Side Hustles and Safety Nets: How a Balloon, a Side Hustle, and a Zombie Apocalypse Created the Gig Economy

 


Let’s start with a balloon. Not the party kind—this one was in France, in 1783.

Back then, the Montgolfier brothers launched the world’s first hot-air balloon flight, and the world collectively went, “Wait, we can do that?” Suddenly, the skies weren’t just for birds and angry gods—they were for entrepreneurs.

Fast-forward a century, and air travel wasn’t just a scientific curiosity—it was a business. By the 1920s, barnstormers flew rickety planes over farmland for a few coins and a chicken dinner. No unions. No contracts. Just wind, danger, and whatever gigs you could scrounge.
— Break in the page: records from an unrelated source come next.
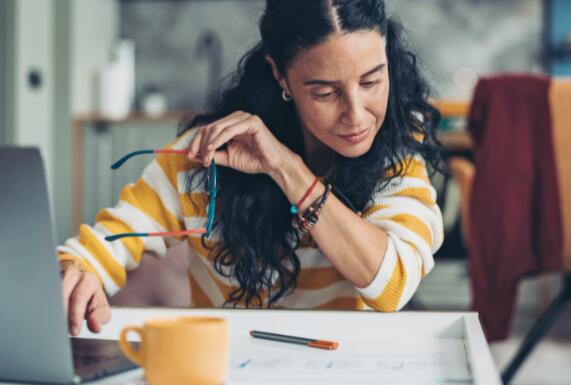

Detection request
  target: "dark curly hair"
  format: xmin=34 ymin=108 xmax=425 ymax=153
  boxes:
xmin=179 ymin=0 xmax=442 ymax=307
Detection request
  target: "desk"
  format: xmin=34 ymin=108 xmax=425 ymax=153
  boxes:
xmin=0 ymin=308 xmax=501 ymax=385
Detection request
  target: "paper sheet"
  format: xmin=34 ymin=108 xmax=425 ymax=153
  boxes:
xmin=228 ymin=339 xmax=473 ymax=385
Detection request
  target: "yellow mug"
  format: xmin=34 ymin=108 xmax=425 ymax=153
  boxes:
xmin=119 ymin=317 xmax=229 ymax=385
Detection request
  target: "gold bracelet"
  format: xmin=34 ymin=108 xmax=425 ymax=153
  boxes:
xmin=59 ymin=255 xmax=87 ymax=271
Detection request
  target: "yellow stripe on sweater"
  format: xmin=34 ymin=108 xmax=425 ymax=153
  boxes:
xmin=361 ymin=204 xmax=390 ymax=218
xmin=95 ymin=210 xmax=145 ymax=263
xmin=387 ymin=214 xmax=432 ymax=246
xmin=124 ymin=179 xmax=184 ymax=231
xmin=394 ymin=187 xmax=436 ymax=207
xmin=79 ymin=225 xmax=127 ymax=287
xmin=363 ymin=255 xmax=407 ymax=312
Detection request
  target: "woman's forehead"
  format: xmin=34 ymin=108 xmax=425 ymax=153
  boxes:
xmin=287 ymin=31 xmax=387 ymax=82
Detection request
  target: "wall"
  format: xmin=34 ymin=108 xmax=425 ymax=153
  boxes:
xmin=13 ymin=0 xmax=54 ymax=191
xmin=121 ymin=0 xmax=542 ymax=105
xmin=0 ymin=0 xmax=15 ymax=145
xmin=71 ymin=0 xmax=119 ymax=116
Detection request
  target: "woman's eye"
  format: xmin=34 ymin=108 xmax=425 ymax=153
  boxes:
xmin=313 ymin=91 xmax=335 ymax=100
xmin=361 ymin=80 xmax=381 ymax=88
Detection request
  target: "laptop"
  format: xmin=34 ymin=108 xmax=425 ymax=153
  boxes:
xmin=0 ymin=147 xmax=135 ymax=384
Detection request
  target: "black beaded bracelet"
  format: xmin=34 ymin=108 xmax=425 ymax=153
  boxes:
xmin=292 ymin=184 xmax=331 ymax=232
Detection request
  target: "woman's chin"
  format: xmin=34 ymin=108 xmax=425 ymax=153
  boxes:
xmin=335 ymin=143 xmax=372 ymax=158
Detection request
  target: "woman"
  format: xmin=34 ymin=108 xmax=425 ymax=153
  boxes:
xmin=58 ymin=0 xmax=443 ymax=334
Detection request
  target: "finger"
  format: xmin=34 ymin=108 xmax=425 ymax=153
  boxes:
xmin=86 ymin=291 xmax=111 ymax=333
xmin=188 ymin=126 xmax=206 ymax=161
xmin=69 ymin=273 xmax=99 ymax=336
xmin=214 ymin=151 xmax=230 ymax=167
xmin=211 ymin=118 xmax=253 ymax=157
xmin=201 ymin=111 xmax=251 ymax=167
xmin=61 ymin=267 xmax=81 ymax=317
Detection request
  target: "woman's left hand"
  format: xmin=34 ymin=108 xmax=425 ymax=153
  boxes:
xmin=188 ymin=111 xmax=295 ymax=175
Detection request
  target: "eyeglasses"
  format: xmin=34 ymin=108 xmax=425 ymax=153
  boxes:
xmin=105 ymin=149 xmax=218 ymax=242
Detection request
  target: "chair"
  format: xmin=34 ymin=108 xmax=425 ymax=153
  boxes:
xmin=449 ymin=80 xmax=571 ymax=384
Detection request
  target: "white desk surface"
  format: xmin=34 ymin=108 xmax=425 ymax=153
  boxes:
xmin=1 ymin=308 xmax=501 ymax=385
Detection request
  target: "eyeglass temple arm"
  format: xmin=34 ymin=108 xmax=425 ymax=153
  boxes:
xmin=105 ymin=228 xmax=206 ymax=242
xmin=111 ymin=149 xmax=188 ymax=170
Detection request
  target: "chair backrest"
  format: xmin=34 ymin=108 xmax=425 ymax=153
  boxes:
xmin=549 ymin=78 xmax=571 ymax=271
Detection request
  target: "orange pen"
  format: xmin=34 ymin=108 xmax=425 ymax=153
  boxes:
xmin=250 ymin=330 xmax=339 ymax=350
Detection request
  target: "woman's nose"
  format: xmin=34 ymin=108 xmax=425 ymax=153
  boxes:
xmin=341 ymin=95 xmax=365 ymax=127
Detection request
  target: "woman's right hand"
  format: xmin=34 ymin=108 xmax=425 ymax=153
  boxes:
xmin=61 ymin=265 xmax=111 ymax=336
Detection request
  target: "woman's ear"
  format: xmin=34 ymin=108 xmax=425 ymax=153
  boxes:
xmin=266 ymin=55 xmax=291 ymax=94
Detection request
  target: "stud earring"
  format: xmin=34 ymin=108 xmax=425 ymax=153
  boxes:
xmin=282 ymin=90 xmax=292 ymax=102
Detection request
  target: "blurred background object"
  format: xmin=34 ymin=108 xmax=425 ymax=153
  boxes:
xmin=0 ymin=0 xmax=571 ymax=385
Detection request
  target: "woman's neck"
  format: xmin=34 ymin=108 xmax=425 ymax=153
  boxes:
xmin=303 ymin=129 xmax=338 ymax=176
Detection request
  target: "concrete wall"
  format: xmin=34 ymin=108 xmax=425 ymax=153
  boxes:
xmin=71 ymin=0 xmax=119 ymax=116
xmin=121 ymin=0 xmax=542 ymax=105
xmin=0 ymin=0 xmax=15 ymax=145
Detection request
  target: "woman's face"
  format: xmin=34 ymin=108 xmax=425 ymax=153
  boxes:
xmin=280 ymin=31 xmax=389 ymax=158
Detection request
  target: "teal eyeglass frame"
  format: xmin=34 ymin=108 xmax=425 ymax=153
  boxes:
xmin=105 ymin=149 xmax=218 ymax=242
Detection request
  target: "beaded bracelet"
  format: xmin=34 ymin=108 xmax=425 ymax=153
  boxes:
xmin=289 ymin=177 xmax=319 ymax=215
xmin=58 ymin=255 xmax=87 ymax=272
xmin=291 ymin=184 xmax=331 ymax=232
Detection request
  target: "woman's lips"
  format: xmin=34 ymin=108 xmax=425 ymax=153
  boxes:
xmin=339 ymin=129 xmax=369 ymax=144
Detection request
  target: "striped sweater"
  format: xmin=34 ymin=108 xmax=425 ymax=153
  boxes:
xmin=58 ymin=131 xmax=443 ymax=311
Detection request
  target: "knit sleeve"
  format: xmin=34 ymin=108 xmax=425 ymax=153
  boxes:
xmin=57 ymin=130 xmax=201 ymax=295
xmin=358 ymin=156 xmax=444 ymax=311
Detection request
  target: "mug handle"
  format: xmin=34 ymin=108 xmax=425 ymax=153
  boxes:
xmin=119 ymin=325 xmax=143 ymax=366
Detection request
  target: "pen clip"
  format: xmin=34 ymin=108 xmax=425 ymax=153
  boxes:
xmin=307 ymin=340 xmax=339 ymax=350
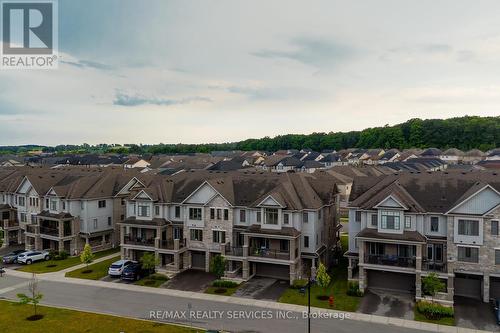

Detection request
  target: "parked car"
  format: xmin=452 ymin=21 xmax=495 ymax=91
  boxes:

You know what that sounds like? Foreshadowing.

Now jump to 1974, when a little game called Dungeons & Dragons hit kitchen tables across America. It let you imagine yourself as anything—warrior, wizard, rogue—with one twist: you were freelance. You weren’t working for the king. You were just trying to survive, pick up loot, and make rent at the tavern. A fantasy? Maybe. But also... a metaphor for a future nobody saw coming.

Then, in 2008, two things happened almost simultaneously:

  1. The global economy collapsed.

  2. The iPhone got an app store.

With jobs disappearing, people turned to side hustles—driving, delivering, freelancing—anything to stay afloat. Platforms like Uber, TaskRabbit, and Fiverr didn’t invent precarious labor—they digitized it.
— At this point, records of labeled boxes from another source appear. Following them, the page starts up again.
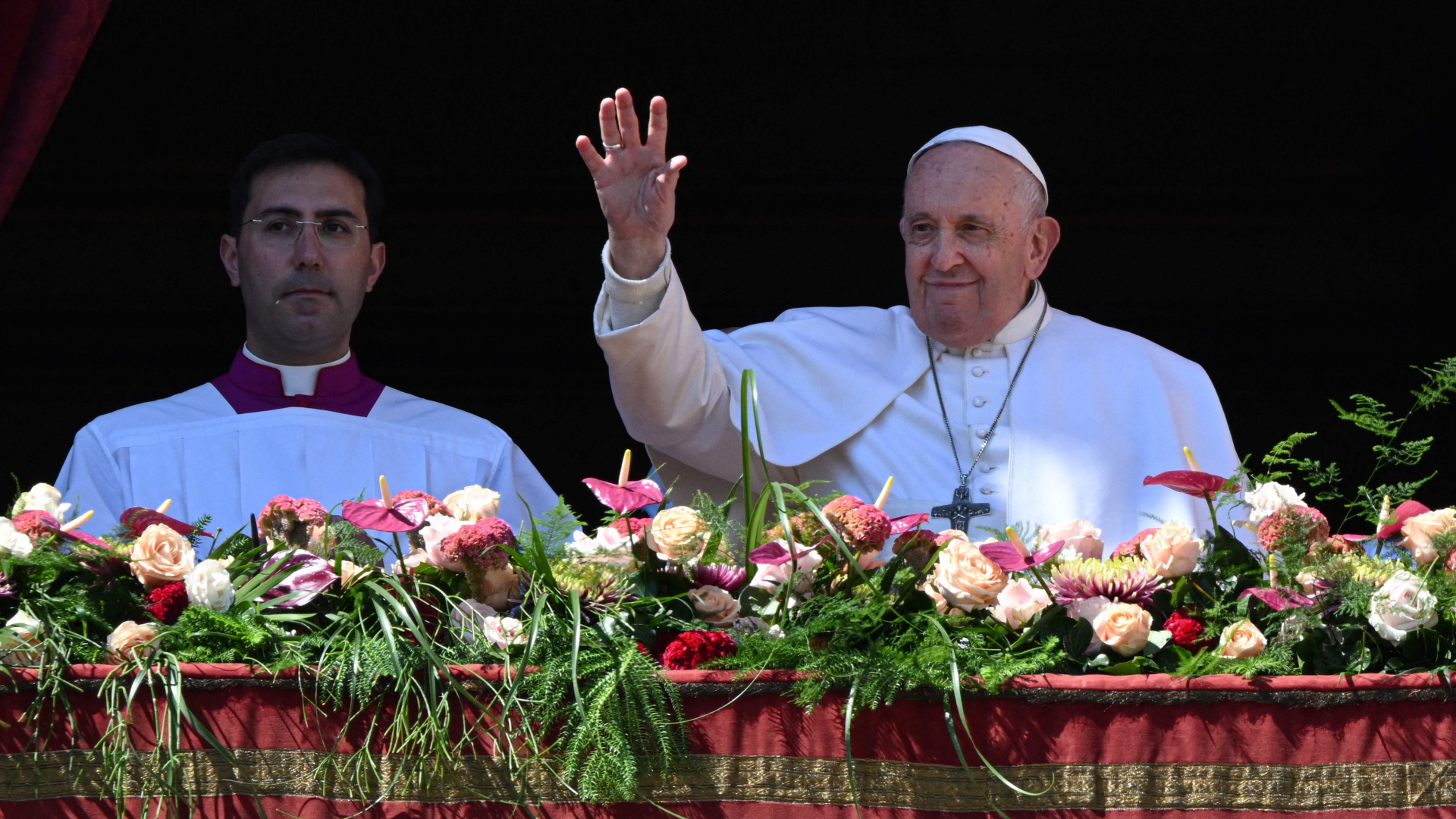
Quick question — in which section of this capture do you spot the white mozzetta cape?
[55,353,556,536]
[595,249,1238,551]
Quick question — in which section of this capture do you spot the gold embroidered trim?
[0,749,1456,811]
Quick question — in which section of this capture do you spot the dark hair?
[228,134,384,242]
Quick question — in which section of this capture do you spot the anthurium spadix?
[344,475,429,532]
[581,449,663,514]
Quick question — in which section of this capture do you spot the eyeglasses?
[247,213,369,251]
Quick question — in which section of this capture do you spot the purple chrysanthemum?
[1051,558,1163,606]
[693,563,748,595]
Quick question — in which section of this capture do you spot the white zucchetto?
[905,125,1050,198]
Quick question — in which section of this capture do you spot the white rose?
[1244,481,1304,521]
[687,586,738,625]
[0,609,46,666]
[450,599,495,642]
[1370,568,1439,645]
[1037,517,1103,560]
[992,579,1051,629]
[0,517,35,557]
[10,484,71,520]
[184,558,233,612]
[440,484,500,520]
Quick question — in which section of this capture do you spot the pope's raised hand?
[576,89,687,278]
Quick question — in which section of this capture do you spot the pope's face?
[220,163,384,366]
[900,143,1060,347]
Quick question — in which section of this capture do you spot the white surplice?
[595,242,1238,551]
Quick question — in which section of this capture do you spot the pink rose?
[1092,604,1153,657]
[1219,620,1266,659]
[131,523,196,590]
[1141,520,1203,577]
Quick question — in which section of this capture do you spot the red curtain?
[0,0,111,218]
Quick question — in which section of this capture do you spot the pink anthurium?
[890,512,930,535]
[121,506,207,538]
[1239,587,1315,612]
[344,497,429,532]
[1374,500,1431,541]
[977,541,1065,571]
[748,541,814,566]
[1143,469,1239,497]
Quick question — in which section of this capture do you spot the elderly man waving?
[576,89,1238,549]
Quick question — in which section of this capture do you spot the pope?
[57,134,556,533]
[576,89,1238,551]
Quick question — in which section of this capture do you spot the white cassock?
[595,242,1239,552]
[55,347,556,536]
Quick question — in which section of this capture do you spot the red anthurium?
[977,541,1065,571]
[748,541,814,566]
[1239,588,1315,612]
[1143,469,1239,497]
[1374,500,1431,541]
[890,512,930,536]
[581,478,663,514]
[344,497,429,532]
[121,506,206,538]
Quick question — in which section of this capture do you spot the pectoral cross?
[930,484,992,532]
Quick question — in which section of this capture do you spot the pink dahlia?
[663,631,738,670]
[1260,506,1329,551]
[1051,557,1163,606]
[1112,526,1157,557]
[440,517,516,571]
[258,495,329,549]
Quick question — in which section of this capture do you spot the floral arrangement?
[0,359,1456,803]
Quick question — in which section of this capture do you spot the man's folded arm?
[595,245,774,481]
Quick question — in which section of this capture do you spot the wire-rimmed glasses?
[247,213,369,251]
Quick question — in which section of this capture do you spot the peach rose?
[992,579,1051,629]
[1141,520,1203,577]
[1037,517,1103,560]
[687,586,738,625]
[924,532,1006,612]
[1401,509,1456,566]
[131,523,196,588]
[646,506,708,563]
[106,620,160,663]
[1219,620,1266,659]
[441,484,500,520]
[1092,604,1153,657]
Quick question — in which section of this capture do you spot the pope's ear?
[217,233,243,287]
[364,242,386,293]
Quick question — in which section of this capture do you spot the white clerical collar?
[932,281,1050,356]
[243,343,354,395]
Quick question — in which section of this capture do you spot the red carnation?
[1163,610,1211,651]
[611,517,652,541]
[440,517,516,571]
[391,490,454,517]
[1112,526,1157,558]
[147,580,188,625]
[663,631,738,670]
[1260,506,1329,551]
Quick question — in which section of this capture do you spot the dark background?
[0,3,1456,521]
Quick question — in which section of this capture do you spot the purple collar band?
[212,347,384,417]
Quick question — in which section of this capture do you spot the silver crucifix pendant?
[930,487,992,532]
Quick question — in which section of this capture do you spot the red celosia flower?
[1163,612,1211,651]
[663,631,738,670]
[611,517,652,539]
[1260,506,1329,549]
[440,517,516,571]
[1112,526,1157,557]
[391,490,454,517]
[147,580,188,625]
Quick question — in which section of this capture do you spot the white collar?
[243,341,354,395]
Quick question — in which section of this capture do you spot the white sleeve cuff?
[601,240,673,331]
But here’s the kicker: these platforms didn’t see themselves as employers. They were “marketplaces.” You weren’t a worker. You were an “independent contractor.” No benefits. No stability. Just a five-star rating and a hope the algorithm liked you.

Now let’s talk zombies.

In the 2010s, pop culture became obsessed with the apocalypse. The Walking Dead, Black Mirror, Doomsday Preppers. And it wasn’t just escapism. It was a mood. Underneath the gore and gloom was an eerie lesson:

No one’s coming to save you.

That’s the emotional engine of the gig economy: every day is a scramble. No health care? Better hustle. Rent’s up? Time to get another app. Burned out? Grab a Red Bull and keep grinding.

The new economic hero isn’t the factory worker or the union organizer—it’s the gritty solo survivor, armed with a backpack full of apps and a Wi-Fi connection.

And just like the balloonists of old, you're flying solo—risky, romanticized, and entirely at the mercy of the weather.